# Welding third hand



## Charles scozzari (Feb 6, 2022)

*Made these for my welding table to hold the parts for tacking. Cut some Hobart 14" f clamps and attached them to some grounding magnets. The one in the picture has a leg that I just run down to the table to keep the magnet in full contact with the table. They work very well, just have to remember there capacity.    Thanks for looking.
	

		
			
		

		
	



*


----------



## Just for fun (Feb 6, 2022)

Looks like a good setup, thanks for sharing!

Tim


----------



## Charles scozzari (Feb 6, 2022)

Thanks Tim, without that back leg when you tighten down it tips the magnet up. with the back leg it keeps the magnet flat on the table.  Thanks again for the like.


----------



## Manual Mac (Feb 7, 2022)

I like it!
when I worked at a Caterpillar dealer I made something similar, cut a couple of big “C” clamps in half and would weld them down to help when re-skinning bulldozer faces & many other uses.


----------



## wachuko (Feb 7, 2022)

Very nice!!!  I did not even think about making one... I just got one of those inexpensive units...  
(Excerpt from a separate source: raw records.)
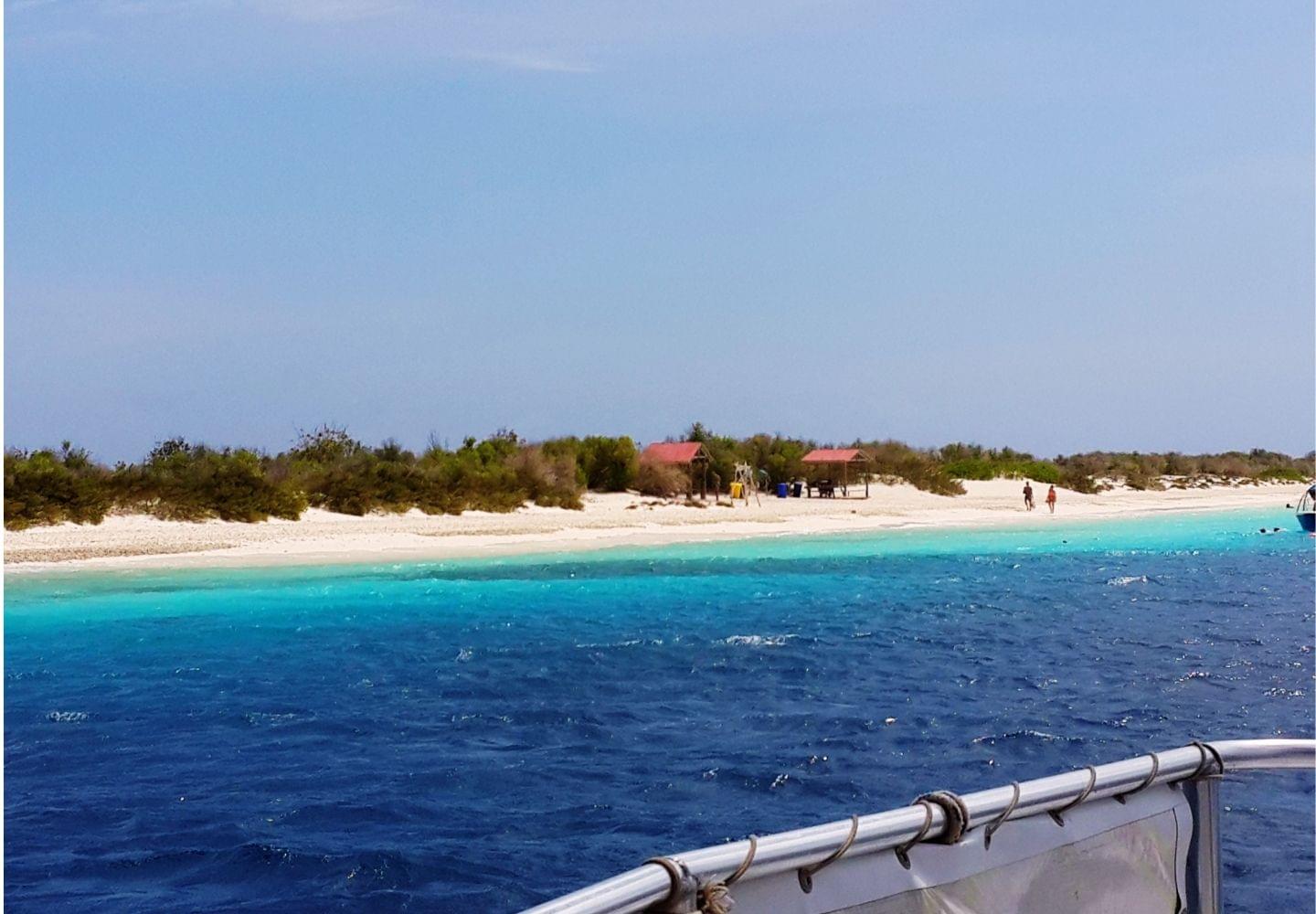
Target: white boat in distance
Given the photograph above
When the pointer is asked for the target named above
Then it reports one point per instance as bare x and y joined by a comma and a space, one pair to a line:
1130, 836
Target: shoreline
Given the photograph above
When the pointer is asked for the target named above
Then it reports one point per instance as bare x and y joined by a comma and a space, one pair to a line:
609, 520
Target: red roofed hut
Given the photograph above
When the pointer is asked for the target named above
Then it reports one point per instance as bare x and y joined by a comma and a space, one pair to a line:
840, 462
688, 454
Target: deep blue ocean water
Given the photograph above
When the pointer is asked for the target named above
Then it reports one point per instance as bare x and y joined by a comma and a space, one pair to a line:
483, 735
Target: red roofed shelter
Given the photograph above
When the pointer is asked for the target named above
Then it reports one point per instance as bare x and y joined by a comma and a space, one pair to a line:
690, 454
843, 460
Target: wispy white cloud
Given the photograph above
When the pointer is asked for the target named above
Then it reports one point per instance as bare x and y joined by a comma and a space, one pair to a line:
528, 61
301, 11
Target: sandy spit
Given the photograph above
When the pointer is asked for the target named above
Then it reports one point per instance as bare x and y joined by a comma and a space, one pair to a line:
607, 520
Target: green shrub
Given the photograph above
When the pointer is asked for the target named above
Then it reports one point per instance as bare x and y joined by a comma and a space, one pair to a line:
609, 463
54, 486
661, 480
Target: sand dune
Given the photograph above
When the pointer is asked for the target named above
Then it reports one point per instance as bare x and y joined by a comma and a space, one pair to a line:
607, 520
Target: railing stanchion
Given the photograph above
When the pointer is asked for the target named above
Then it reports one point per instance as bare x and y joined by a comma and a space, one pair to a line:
1203, 876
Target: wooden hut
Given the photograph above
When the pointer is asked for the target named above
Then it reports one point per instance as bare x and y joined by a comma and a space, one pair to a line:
840, 465
688, 454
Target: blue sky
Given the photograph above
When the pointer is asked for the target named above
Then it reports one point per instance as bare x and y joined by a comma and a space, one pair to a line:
1056, 227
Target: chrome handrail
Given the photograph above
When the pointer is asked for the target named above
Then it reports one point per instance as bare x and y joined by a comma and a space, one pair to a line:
646, 886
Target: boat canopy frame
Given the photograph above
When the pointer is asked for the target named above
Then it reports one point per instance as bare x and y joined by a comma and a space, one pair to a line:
672, 884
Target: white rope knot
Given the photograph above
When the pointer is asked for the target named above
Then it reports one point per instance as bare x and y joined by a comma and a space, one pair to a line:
715, 898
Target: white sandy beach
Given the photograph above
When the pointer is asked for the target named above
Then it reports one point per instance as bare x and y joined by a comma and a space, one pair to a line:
607, 520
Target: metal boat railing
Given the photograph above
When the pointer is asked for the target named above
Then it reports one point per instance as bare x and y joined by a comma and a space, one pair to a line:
1196, 767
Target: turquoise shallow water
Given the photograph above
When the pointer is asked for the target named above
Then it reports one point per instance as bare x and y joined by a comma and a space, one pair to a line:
495, 732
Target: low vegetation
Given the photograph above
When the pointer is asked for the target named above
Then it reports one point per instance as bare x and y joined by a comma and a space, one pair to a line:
329, 469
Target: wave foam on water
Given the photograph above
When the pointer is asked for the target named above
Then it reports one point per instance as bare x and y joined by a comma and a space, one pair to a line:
759, 641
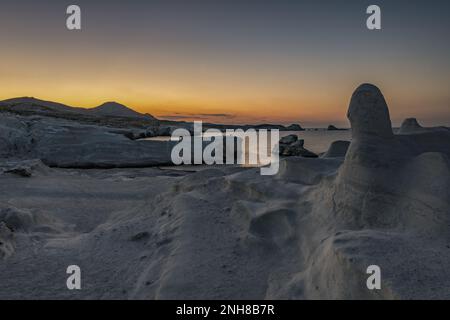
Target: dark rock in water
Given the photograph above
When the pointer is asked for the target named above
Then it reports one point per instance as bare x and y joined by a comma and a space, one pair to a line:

You answered a question I had with that bolt in the back...  I was not sure what that was for.


----------



## Charles scozzari (Feb 7, 2022)

Hello, the new style magnets are great. I've never seen this setup but it is very useful. Holding those chassis tabs was always a pain, these new magnets are great. I went with my design because I prefer a solid welding surface over the perforated style.  Thanks,   Charlie


----------



## Charles scozzari (Feb 7, 2022)

Manual Mac said:


> I like it!
> when I worked at a Caterpillar dealer I made something similar, cut a couple of big “C” clamps in half and would weld them down to help when re-skinning bulldozer faces & many other uses.


That was a great idea.


----------